Joining nodes to local development cluster #115319

mhmxs · 2023-01-25T17:57:49Z

I created a new cluster by executing local-up-cluster.sh, and I tried to join additional nodes via kubeadm. My goal with this is to be able to test anything on my local box on a distributed system at light speed fast.
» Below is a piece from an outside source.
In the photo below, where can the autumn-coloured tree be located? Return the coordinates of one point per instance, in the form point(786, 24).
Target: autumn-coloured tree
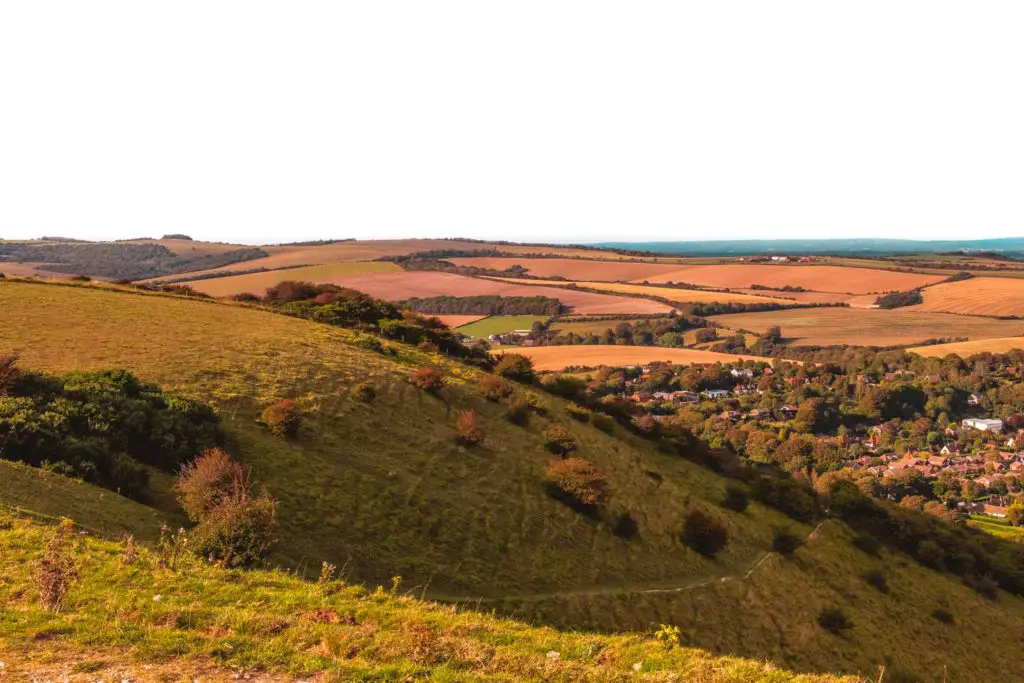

I had to change the script to solve all the joining problems, and it makes sense to extend local cluster capabilities for every developer.

Here is the diff:

diff --git a/hack/local-up-cluster.sh b/hack/local-up-cluster.sh
index 20355a5074d..2426955706f 100755
--- a/hack/local-up-cluster.sh
+++ b/hack/local-up-cluster.sh
@@ -36,6 +36,7 @@ KUBELET_IMAGE=${KUBELET_IMAGE:-""}
 FAIL_SWAP_ON=${FAIL_SWAP_ON:-"false"}
 # Name of the dns addon, eg: "kube-dns" or "coredns"
 DNS_ADDON=${DNS_ADDON:-"coredns"}
+POD_CIDR=${POD_CIDR:-10.88.0.0/16}
 CLUSTER_CIDR=${CLUSTER_CIDR:-10.1.0.0/16}
 SERVICE_CLUSTER_IP_RANGE=${SERVICE_CLUSTER_IP_RANGE:-10.0.0.0/24}
 FIRST_SERVICE_CLUSTER_IP=${FIRST_SERVICE_CLUSTER_IP:-10.0.0.1}
@@ -547,6 +548,7 @@ EOF
       "${node_port_range}" \
       --v="${LOG_LEVEL}" \
       --vmodule="${LOG_SPEC}" \
+      --enable-bootstrap-token-auth \
       --audit-policy-file="${AUDIT_POLICY_FILE}" \
       --audit-log-path="${LOG_DIR}/kube-apiserver-audit.log" \
       --authorization-webhook-config-file="${AUTHORIZATION_WEBHOOK_CONFIG_FILE}" \
@@ -844,6 +846,7 @@ clientConnection:
   kubeconfig: ${CERT_DIR}/kube-proxy.kubeconfig
 hostnameOverride: ${HOSTNAME_OVERRIDE}
 mode: ${KUBE_PROXY_MODE}
+clusterCIDR: ${CLUSTER_CIDR}
 conntrack:
 # Skip setting sysctl value "net.netfilter.nf_conntrack_max"
   maxPerCore: 0
@@ -1063,7 +1066,7 @@ function install_cni {
         "type": "host-local",
         "ranges": [
           [{
-            "subnet": "10.88.0.0/16"
+            "subnet": "${POD_CIDR}"
           }],
           [{
             "subnet": "2001:4860:4860::/64"

What do you think?

The text was updated successfully, but these errors were encountered:

mhmxs · 2023-01-25T17:57:57Z

/sig node

k8s-ci-robot · 2023-01-25T17:57:58Z

This issue is currently awaiting triage.

If a SIG or subproject determines this is a relevant issue, they will accept it by applying the triage/accepted label and provide further guidance.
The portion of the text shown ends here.